If you ever catch me at an Indian buffet, you will notice that I will pile my plate with naan. I absolutely love my bread carbs, and naan is no exception.
Seems silly to do this since there’s a plethora of curries, and stews to eat, but I think the soft and fluffy bread that soaks up all of that is what makes a great supporting character.
WHAT IS NAAN?
Naan is a yeasted flatbread that is commonly found in Western and Southern Asia. It’s traditionally cooked in a tandoor.
Naan is similar to pita bread, and is served hot with brushed melted butter on top prior to serving.
It is served as an accompaniment to stews and curries, or used to scoop foods.
HOW TO MAKE NAAN AT HOME
It starts off with a simple dough. We’ll mix the dough in a mixer, like with any bread.
The dough comes together very easily. It is a moist dough, so keep extra flour on hand for dusting and for rolling out the naan.

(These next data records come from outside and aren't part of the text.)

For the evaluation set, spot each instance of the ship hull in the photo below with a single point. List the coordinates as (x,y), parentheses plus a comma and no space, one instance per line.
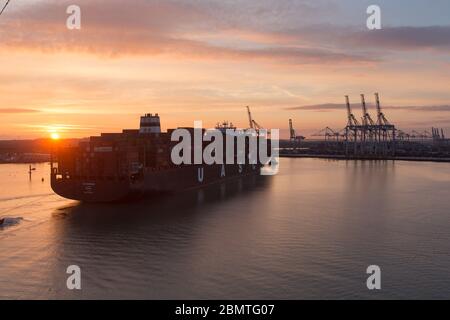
(151,182)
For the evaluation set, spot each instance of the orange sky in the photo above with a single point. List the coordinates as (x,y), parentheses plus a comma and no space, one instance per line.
(193,60)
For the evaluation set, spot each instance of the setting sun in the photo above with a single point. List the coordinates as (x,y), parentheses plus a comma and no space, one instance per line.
(54,135)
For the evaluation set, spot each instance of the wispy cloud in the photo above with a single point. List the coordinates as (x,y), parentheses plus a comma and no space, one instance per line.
(18,110)
(115,28)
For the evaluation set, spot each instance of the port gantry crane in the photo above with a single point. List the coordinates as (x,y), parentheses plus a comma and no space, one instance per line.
(295,140)
(369,137)
(253,124)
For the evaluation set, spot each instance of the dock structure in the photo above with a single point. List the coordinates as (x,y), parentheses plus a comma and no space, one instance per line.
(368,137)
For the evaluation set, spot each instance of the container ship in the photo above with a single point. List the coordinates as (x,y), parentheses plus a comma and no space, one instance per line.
(135,163)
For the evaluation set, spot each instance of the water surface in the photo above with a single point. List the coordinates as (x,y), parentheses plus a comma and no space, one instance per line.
(309,232)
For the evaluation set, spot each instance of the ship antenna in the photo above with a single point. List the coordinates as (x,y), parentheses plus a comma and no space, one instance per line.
(4,7)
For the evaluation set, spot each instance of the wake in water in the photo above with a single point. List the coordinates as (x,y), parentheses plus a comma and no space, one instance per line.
(9,222)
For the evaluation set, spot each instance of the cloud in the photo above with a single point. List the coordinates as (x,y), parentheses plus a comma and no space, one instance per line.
(405,38)
(18,110)
(117,28)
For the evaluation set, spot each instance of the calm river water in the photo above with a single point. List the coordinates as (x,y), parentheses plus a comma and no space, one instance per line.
(309,232)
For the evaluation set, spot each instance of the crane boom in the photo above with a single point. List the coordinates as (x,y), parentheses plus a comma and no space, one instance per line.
(250,120)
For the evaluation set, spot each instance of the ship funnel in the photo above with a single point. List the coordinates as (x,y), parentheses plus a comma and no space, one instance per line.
(150,124)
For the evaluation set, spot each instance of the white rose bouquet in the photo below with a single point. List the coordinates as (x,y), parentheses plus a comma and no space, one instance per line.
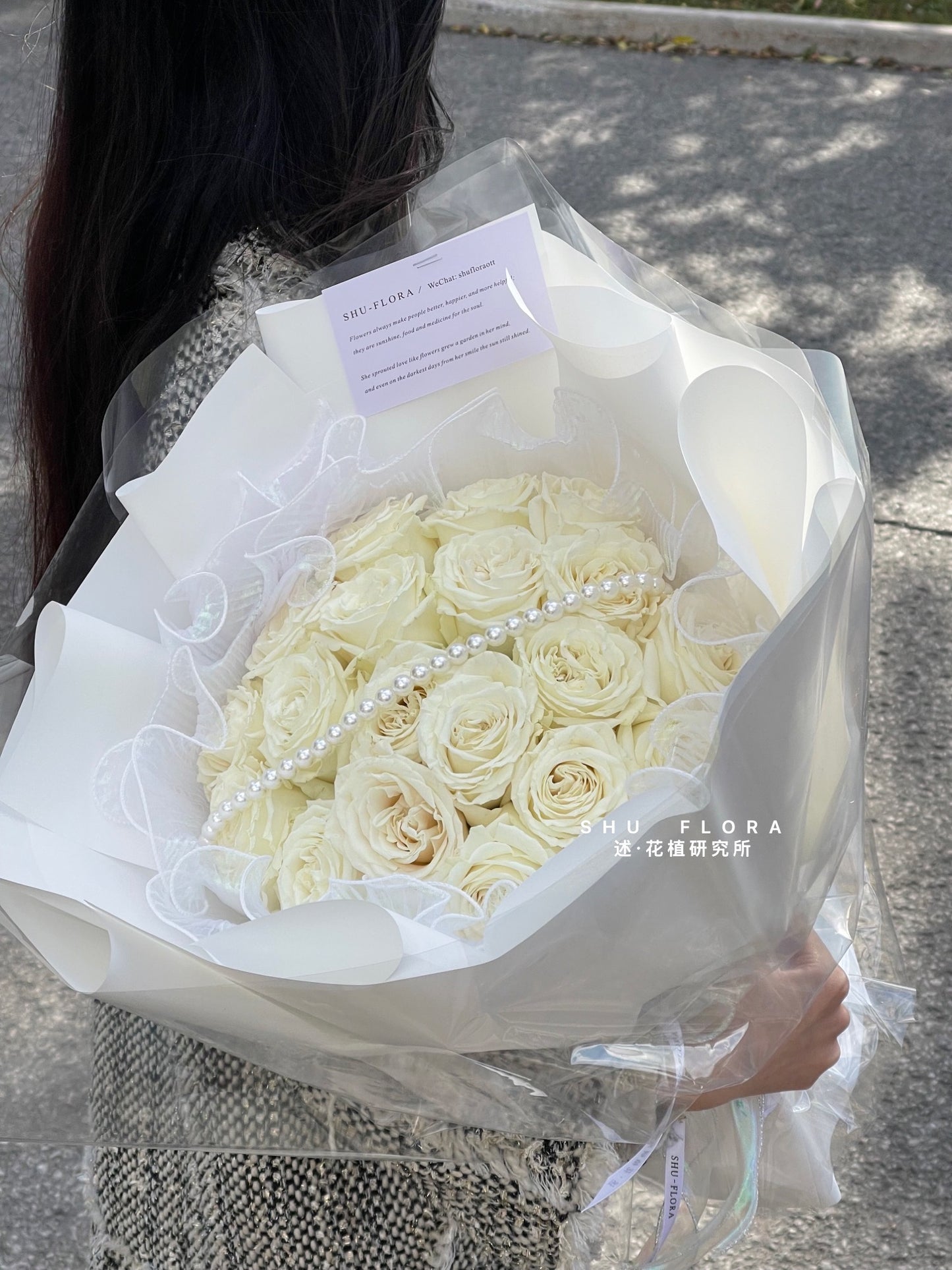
(470,709)
(360,746)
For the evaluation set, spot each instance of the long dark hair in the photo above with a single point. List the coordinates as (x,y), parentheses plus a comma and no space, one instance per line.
(178,125)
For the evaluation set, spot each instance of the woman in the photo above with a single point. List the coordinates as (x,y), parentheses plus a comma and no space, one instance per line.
(201,154)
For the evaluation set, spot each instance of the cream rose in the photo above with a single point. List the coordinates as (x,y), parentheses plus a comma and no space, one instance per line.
(494,504)
(497,857)
(244,734)
(262,826)
(476,726)
(306,864)
(301,696)
(574,774)
(486,577)
(287,631)
(679,737)
(601,554)
(393,730)
(393,816)
(571,504)
(393,527)
(383,604)
(678,664)
(587,670)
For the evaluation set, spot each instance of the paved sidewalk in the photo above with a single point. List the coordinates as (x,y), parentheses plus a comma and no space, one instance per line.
(813,200)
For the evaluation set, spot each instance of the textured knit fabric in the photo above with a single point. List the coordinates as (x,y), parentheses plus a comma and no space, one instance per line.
(501,1204)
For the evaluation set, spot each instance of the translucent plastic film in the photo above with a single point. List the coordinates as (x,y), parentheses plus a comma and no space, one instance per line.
(493,759)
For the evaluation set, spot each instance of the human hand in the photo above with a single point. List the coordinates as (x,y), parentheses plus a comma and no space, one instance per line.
(813,1047)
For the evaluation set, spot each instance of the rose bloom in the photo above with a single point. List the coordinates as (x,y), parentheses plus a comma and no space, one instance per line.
(679,737)
(497,857)
(574,774)
(306,864)
(571,504)
(244,734)
(383,604)
(486,577)
(301,696)
(476,726)
(679,664)
(263,824)
(494,504)
(587,670)
(393,816)
(289,630)
(393,527)
(393,730)
(603,553)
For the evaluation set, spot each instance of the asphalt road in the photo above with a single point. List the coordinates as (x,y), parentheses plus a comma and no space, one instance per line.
(813,200)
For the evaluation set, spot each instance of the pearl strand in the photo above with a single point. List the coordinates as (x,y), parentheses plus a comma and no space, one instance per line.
(422,674)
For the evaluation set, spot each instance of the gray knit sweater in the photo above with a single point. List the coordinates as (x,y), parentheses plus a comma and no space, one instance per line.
(503,1204)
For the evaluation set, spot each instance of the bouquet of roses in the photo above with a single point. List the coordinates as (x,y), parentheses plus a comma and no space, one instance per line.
(416,701)
(475,685)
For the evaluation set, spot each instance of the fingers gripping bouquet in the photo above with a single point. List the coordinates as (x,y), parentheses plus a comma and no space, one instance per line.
(467,716)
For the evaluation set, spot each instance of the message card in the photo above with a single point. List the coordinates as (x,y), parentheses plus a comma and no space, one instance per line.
(441,316)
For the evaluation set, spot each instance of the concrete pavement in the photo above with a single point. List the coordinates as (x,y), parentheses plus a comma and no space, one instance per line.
(813,200)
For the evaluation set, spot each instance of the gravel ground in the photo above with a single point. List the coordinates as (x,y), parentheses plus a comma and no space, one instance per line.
(812,200)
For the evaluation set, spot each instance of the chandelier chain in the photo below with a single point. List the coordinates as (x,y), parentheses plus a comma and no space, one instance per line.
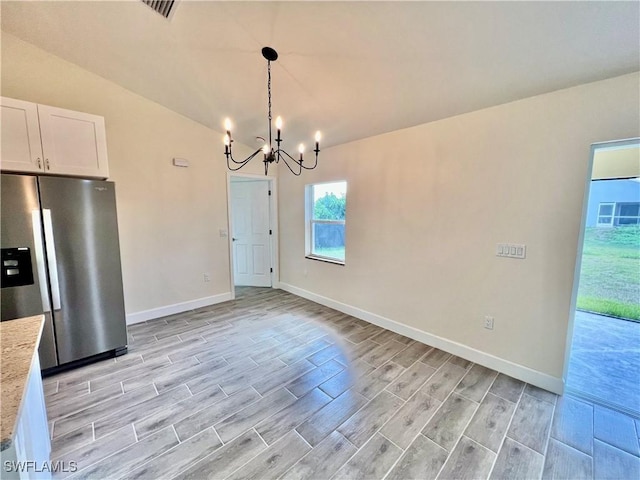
(271,154)
(269,95)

After the dough rises, we’ll divide it into 8 balls, each approximately the same size.
Then, roll out each piece of dough t (traditionally into a teardrop shape), or an oval is fine.
TIP: Because it can get a little sticky, I like to place the rolled out naan onto a piece of parchment. That way, when you transfer it to the frying pan, you won’t have any sticking issues.
Next, preheat a cast iron pan over med-high heat and then place the dough in. Cook for 1-2 minutes, and flip.
Brush the naan with melted butter and garnish with cilantro.
MY MUST-HAVE INGREDIENT
My secret ingredient is yogurt. I’ve tried making naan without it in the past and it just doesn’t taste same. The yogurt lends a little acidity and helps the dough stay soft. It’s the key to keeping the naan soft and pliable.
HOW TO KEEP NAAN SOFT
This homemade naan is best served hot and fresh. However, if that’s not feasible — after cooking, keep it covered and wrapped in a clean linen. That helps it from drying out.
When ready to serve, drape a damp paper towel over top of the naan and pop it in the microwave for 20 seconds, to warm up.
VERSATILE AND DELICIOUS
I love the versatility of bread, and naan is no exception. Enjoy the warm, soft and puffy naan as is, with curries, stews, (aloo gobi, butter chicken, etc) or even use it as a wrap (mmmm butter chicken wrap, anyone)?
What is your favourite type of bread? Try the soft and fluffy naan recipe out and tag me on Instagram @siftandsimmer or leave me a comment below!
Soft & Fluffy Naan
For accuracy and precision in baking recipes, use weight (metric) measurements when available.
- 2 ¼ C all-purpose flour + extra for dusting
- ½ C warm water
- 1 tsp active dry yeast
- 1 tsp granulated sugar
- ½ C Greek yogurt the thick type
- 1 Tbsp avocado oil
- ½ tsp sea salt + extra for sprinkling
- 1 Tbsp salted butter melted
- In a stand mixer bowl, add all the ingredients together and knead for about 10 minutes on low speed until the dough comes together and is shiny and smooth.
- Place the dough into a lightly greased bowl, cover it with plastic wrap and let it rest in a warm area to double in size.
- Dust the work surface with flour and divide the dough into 8 pieces.
- Use a rolling pin to flatten to a circle of about about ⅛" inch thickness or tear-drop shape, and set onto a large piece of parchment paper. Repeat with the remaining dough.
- Heat up a dry frying pan or cast iron skillet over high heat.
- Place the dough onto the skillet/fry pan and cover with a lid. Cook for 2 minutes, and use a pair of tongs to flip and cook for another minute.
- Remove the naan and place in a clean linen. Brush the top of the naan with salted butter using a pastry brush and garnish with extra sea salt and cilantro if desired. Cover with the linen to keep warm.
- Serve with rice, curries, and stews.
The nutritional information provided should be considered as approximate and is not guaranteed. Please use your best judgment to ensure food is safely prepared and/or a good fit for your diet.